To calculate the amount of heat released in the decomposition of Fe2O3, we first need to determine the number of moles of Fe2O3 in 72.7 g of Fe2O3.
To find the number of moles, we use the formula:
Number of moles = Mass / Molar mass
The molar mass of Fe2O3 is calculated by adding the atomic masses of each element in the compound:
Fe: (2 * atomic mass of Fe)
O: (3 * atomic mass of O)
Using the atomic masses from the periodic table:
Atomic mass of Fe = 55.845 g/mol
Atomic mass of O = 15.999 g/mol
Molar mass of Fe2O3 = (2 * 55.845) + (3 * 15.999) = 159.687 g/mol
Now we can calculate the number of moles of Fe2O3:
Number of moles = 72.7 g / 159.687 g/mol
Next, we use the balanced equation to relate the number of moles of Fe2O3 to the amount of heat released. From the balanced equation:
2 Fe2O3 → 4 Fe + 3 O2
This means that 2 moles of Fe2O3 will produce 4 moles of Fe and release 824.2 kJ of heat.
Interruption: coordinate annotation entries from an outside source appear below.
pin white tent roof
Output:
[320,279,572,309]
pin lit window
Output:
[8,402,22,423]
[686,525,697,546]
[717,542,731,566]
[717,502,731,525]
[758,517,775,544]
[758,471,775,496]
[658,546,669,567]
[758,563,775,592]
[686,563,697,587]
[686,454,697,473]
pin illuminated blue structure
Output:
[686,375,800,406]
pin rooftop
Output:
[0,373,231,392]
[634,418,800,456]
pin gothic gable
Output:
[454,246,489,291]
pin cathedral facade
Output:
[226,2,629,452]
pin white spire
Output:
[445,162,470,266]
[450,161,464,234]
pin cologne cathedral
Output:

To determine the amount of heat released in the decomposition of 72.7 g of Fe2O3, we can use a proportion:
(824.2 kJ / 2 moles) = (X kJ / calculated number of moles)
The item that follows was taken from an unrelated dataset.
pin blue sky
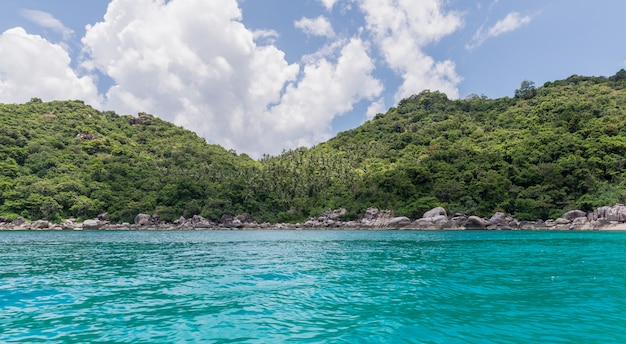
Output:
[0,0,626,157]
Solving for X, the amount of heat released:
X = (824.2 kJ / 2 moles) * calculated number of moles
Substituting the calculated number of moles:
X = (824.2 kJ / 2 moles) * (72.7 g / 159.687 g/mol)
Calculating X:
X = 373.755 kJ
Therefore, the amount of heat released in the decomposition of 72.7 g of Fe2O3 is 374 kJ (rounded to the nearest whole number).